In a DQN, the primary function of the neural network is to approximate which function?

  • State-Action Value Function
  • Policy Function
  • Environment Dynamics Function
  • Reward Function
The primary role of the neural network in a Deep Q Network (DQN) is to approximate the State-Action Value Function (Q-function).

In the Actor-Critic model, what role does the Critic's feedback play in adjusting the Actor's policies?

  • Evaluating policy
  • Selecting actions
  • Providing rewards
  • Discovering optimal actions
The Critic in the Actor-Critic model evaluates the current policy by estimating the value function. This evaluation helps the Actor make better decisions by guiding it towards actions that result in higher expected rewards, ultimately improving the policy.

An online retailer wants to recommend products to users. They have a vast inventory, and they're unsure which products are most likely to be purchased. Every time a product is recommended and purchased, the retailer gets a reward. This setup is reminiscent of which problem?

  • Recommender Systems
  • NLP for Sentiment Analysis
  • Clustering and Dimensionality Reduction
  • Reinforcement Learning
The retailer's challenge of recommending products and receiving rewards upon purchase aligns with Recommender Systems. In this problem, algorithms are used to predict user preferences and recommend items to maximize user satisfaction and sales.

Which term describes a model that has been trained too closely to the training data and may not perform well on new, unseen data?

  • Bias
  • Generalization
  • Overfitting
  • Underfitting
Overfitting is a common issue in machine learning where a model becomes too specialized to the training data and fails to generalize well to new data. It's essential to strike a balance between fitting the training data and generalizing to unseen data.

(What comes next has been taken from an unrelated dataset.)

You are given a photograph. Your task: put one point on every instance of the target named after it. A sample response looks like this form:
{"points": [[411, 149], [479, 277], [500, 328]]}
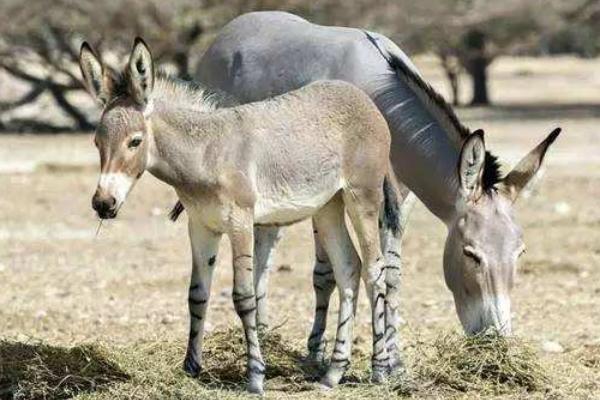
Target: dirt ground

Which RNN architecture is more computationally efficient but might not capture all the intricate patterns that its counterpart can: LSTM or GRU?

  • GRU
  • LSTM
  • Both capture patterns efficiently
  • Neither captures patterns effectively
The GRU (Gated Recurrent Unit) is more computationally efficient than LSTM (Long Short-Term Memory) but may not capture all intricate patterns in data due to its simplified architecture. LSTM is more expressive but computationally demanding.

In the context of machine learning, what is the primary concern of fairness?

  • Bias
  • Overfitting
  • Underfitting
  • Feature Selection
The primary concern in fairness within machine learning is 'Bias.' Bias can lead to unequal treatment or discrimination, especially when making predictions in sensitive areas like lending or hiring.

In ________ learning, algorithms are trained on labeled data, where the answer key is provided.

  • Reinforcement
  • Semi-supervised
  • Supervised
  • Unsupervised
In supervised learning, algorithms are trained using labeled data, which means each input is associated with the correct answer. This helps the algorithm learn and make predictions or classifications.

Which term refers to the error introduced by the tendency of a model to fit the training data too closely, capturing noise?

  • Bias
  • Overfitting
  • Underfitting
  • Variance
Overfitting is the term used to describe when a model fits the training data too closely, capturing noise and leading to poor generalization on unseen data. It results in a high variance.

When a machine learning algorithm tries to group data into clusters without prior labels, it is using which type of learning?

  • Reinforcement Learning
  • Semi-Supervised Learning
  • Supervised Learning
  • Unsupervised Learning
Unsupervised Learning is the technique where the algorithm groups data into clusters without prior labels. This can help identify patterns and relationships within the data.

Hierarchical clustering can be broadly classified into two types based on how the hierarchy is constructed. What are these two types?

  • Agglomerative and Divisive
  • Linear and Non-linear
  • QuickSort and MergeSort
  • Recursive and Iterative
Hierarchical clustering can be Agglomerative (bottom-up) or Divisive (top-down) based on how clusters are merged or divided in the hierarchy.